Unless otherwise noted, this work is derived from the Institute for Biomedical Informatics Innovation Core at the University of Kentucky.

Introduction

Electronic nose (e-nose) technology is a type of sensory system that mimics the olfactory system of mammals to detect, identify, and quantify odors or volatile organic compounds (VOCs) in the air.

E-noses consist of a combination of chemical sensors, pattern recognition algorithms, and data analysis software that work together to identify and classify different smells. The chemical sensors used in e-noses can detect a wide range of VOCs, including gases such as carbon dioxide, nitrogen oxides, and methane, as well as volatile organic compounds like benzene, formaldehyde, and ethanol.

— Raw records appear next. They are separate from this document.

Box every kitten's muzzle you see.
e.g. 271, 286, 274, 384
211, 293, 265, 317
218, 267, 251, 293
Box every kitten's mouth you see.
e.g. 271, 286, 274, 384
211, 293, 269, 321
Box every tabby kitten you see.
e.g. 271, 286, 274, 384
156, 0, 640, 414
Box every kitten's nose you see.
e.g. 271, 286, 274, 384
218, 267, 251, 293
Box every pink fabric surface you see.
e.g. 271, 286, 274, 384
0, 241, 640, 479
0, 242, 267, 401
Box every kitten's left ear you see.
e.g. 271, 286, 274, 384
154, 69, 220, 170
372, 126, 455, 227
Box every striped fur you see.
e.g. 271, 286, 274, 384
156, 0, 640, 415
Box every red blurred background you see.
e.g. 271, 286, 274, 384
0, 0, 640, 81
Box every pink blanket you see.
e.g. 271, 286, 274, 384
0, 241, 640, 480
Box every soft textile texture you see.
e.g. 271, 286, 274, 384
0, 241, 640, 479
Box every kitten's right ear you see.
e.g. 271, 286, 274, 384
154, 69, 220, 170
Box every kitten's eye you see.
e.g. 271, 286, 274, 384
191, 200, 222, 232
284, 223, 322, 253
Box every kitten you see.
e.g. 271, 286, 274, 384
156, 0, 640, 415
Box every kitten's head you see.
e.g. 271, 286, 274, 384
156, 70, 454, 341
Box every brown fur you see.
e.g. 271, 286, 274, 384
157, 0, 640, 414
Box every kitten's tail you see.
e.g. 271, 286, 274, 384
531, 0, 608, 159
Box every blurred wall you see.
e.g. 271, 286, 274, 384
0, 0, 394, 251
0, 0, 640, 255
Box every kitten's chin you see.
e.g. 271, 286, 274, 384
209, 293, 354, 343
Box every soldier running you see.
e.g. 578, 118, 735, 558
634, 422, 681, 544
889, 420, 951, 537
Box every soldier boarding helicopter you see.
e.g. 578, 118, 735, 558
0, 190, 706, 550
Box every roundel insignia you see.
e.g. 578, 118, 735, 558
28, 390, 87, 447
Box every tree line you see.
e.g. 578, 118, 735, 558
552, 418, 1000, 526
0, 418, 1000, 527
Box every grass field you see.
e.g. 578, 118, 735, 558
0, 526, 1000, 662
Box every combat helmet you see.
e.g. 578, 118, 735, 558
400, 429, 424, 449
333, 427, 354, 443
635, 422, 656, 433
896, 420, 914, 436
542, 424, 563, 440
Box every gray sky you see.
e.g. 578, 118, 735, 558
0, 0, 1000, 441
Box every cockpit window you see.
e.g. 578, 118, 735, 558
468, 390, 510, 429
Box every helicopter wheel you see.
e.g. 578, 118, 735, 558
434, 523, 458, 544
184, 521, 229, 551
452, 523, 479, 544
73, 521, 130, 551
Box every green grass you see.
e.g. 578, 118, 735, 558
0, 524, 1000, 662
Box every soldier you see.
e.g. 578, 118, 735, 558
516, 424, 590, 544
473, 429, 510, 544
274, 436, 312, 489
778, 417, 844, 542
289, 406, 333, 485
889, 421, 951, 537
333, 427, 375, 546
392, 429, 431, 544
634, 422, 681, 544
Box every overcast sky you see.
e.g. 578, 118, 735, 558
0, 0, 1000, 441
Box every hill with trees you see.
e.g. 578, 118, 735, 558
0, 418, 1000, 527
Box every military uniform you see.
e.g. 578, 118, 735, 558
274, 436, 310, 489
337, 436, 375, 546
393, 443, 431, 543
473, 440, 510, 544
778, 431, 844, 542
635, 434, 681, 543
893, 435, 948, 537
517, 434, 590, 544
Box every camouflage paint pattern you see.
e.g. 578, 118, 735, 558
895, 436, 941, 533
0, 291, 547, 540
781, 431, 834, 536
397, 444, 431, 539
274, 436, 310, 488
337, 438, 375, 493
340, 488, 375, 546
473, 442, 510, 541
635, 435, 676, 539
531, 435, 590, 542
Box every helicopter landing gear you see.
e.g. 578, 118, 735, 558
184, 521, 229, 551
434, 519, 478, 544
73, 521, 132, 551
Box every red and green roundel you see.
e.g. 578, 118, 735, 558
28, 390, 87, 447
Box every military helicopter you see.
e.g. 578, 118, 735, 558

E-noses can be used in a variety of applications, including food and beverage quality control, environmental monitoring, medical diagnosis, and detection of hazardous chemicals. In the food industry, e-noses are used to ensure product consistency and to detect contaminants or spoilage. In medical applications, e-noses have been used to detect diseases such as lung cancer and diabetes by analyzing the volatile organic compounds in patients' breath. In environmental monitoring, e-noses can detect and identify pollutants in the air, water, and soil.

This repository provides measurement data, data parsers, data visualization, and pretrained models for e-nose applications.

Raw Data

Raw data is obtained from the smell.Inspector device using smell.Annotator software

Raw measurements from the Smell Annotator are found in the "raw_data" directory.

Currently, there are 15 different smells, each with multiple samples.

Dataset Parser

The dataset parser combines the raw files, eliminates unused channels, and prepares a dataset for model training.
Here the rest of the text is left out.